# All of my friends ditched me



## j1998h (Jul 10, 2016)

I have been in college for two months now and I was having the time of my life. All of sudden my friends decided to tell me that I don't fit in the friend group. I asked then what they meant and they said that they couldn't give an exact reason. They asked me to stop hanging out with them. I don't know what to do. These friends made me so happy and then this happens. I know some of you are going to say to join a club and such and I might do that, but I feel like that won't be enough. Thank you for your responses.


----------



## sad1231234 (Jul 10, 2016)

Well they definately dont seem like "friends". Perhaps try associating yourself with someone else? Or making new friends, etc?


----------



## JohnDoe26 (Jun 6, 2012)

That's rough man.

One thing you definitely *should not* do is follow them around and try to include yourself in their group. They made it clear they don't want to hang around you. You'll just come off as desperate and needy.

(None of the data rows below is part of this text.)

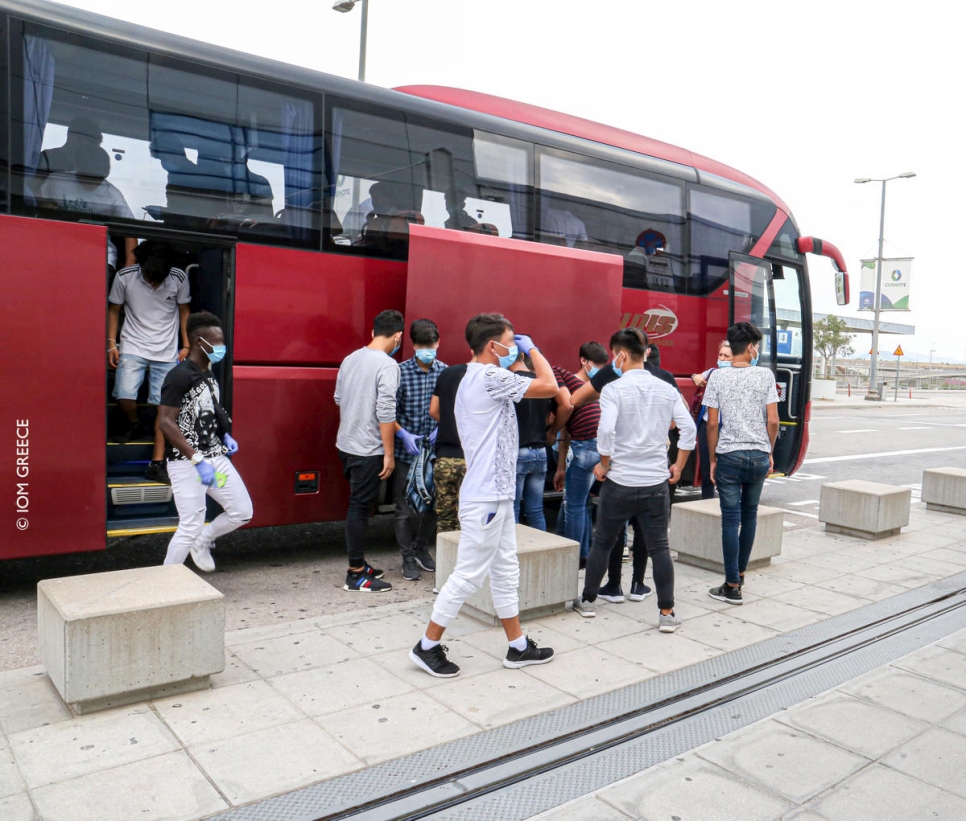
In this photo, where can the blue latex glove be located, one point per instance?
(524, 343)
(410, 441)
(206, 472)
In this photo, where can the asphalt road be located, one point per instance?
(278, 575)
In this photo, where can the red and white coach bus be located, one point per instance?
(262, 177)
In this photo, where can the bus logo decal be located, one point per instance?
(656, 322)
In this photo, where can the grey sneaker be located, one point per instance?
(585, 608)
(668, 623)
(410, 569)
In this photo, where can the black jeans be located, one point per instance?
(651, 507)
(363, 475)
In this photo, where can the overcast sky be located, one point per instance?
(804, 97)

Is there one person though in the group that you feel you genuinely have a connection with and they probably feel the same, but they probably just don't want to go up against the group? You might want to reach out to that one person and make plans to do something individual (just the two of you). If not, I say your only choice is to look for another group of friends.


----------



## TheLastShy (Sep 20, 2014)

I understand you OP. In high school I hanged out with the weirdos, outcasts and weeaboos all the time, but once I criticized the transsexual ecchi sh*t they were discussing and they decided to kick me out of their clique. They also deleted me from their social media, called me a normie, reactionary freak etc.


----------



## Blue Dino (Aug 17, 2013)

They sound like they are still in their high school teeny peer pressure phase.


----------